Long-range interactions and phase defects in chains of fluid-coupled oscillators

TL;DR

This study investigates how long-range hydrodynamic interactions influence collective dynamics and phase defects in chains of fluid-coupled oscillators, revealing transitions from wave-like patterns to chevrons and chimera-like states.

Contribution

It introduces a minimal experimental and numerical model showing the impact of interaction range on collective oscillation patterns and phase-locking in fluid-coupled systems.

Findings

Transition from traveling wave to chevron pattern with increased distance from the wall

Observation of periodic phase defects and chimera-like states

Hydrodynamic interaction range critically affects collective dynamics

Abstract

Eukaryotic cilia and flagella are chemo-mechanical oscillators capable of generating long-range coordinated motions known as metachronal waves.

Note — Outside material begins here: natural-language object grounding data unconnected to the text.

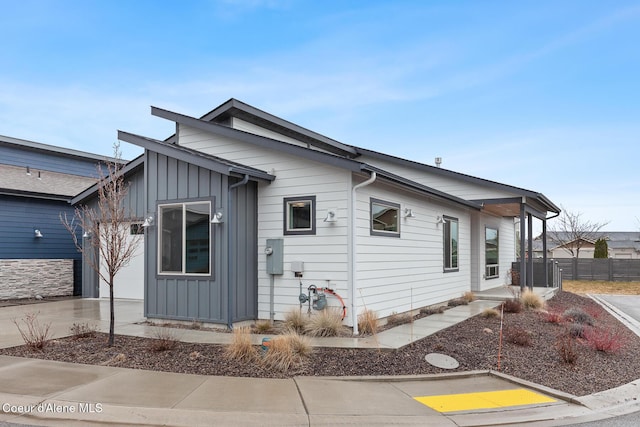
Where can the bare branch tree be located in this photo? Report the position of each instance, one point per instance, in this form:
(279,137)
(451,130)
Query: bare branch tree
(107,228)
(570,231)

Pair synchronization is a fundamental requirement for these collective dynamics, but it is generally not sufficient for collective phase-locking, chiefly due to the effect of long-range interactions. Here we explore experimentally and numerically a minimal model for a ciliated surface; hydrodynamically coupled oscillators rotating above a no-slip plane. Increasing their distance from the wall profoundly effects the global dynamics, due to variations in hydrodynamic interaction range. The array undergoes a transition from a traveling wave to either a steady chevron pattern or one punctuated by periodic phase defects. Within the transition between these regimes the system displays behavior reminiscent of chimera states.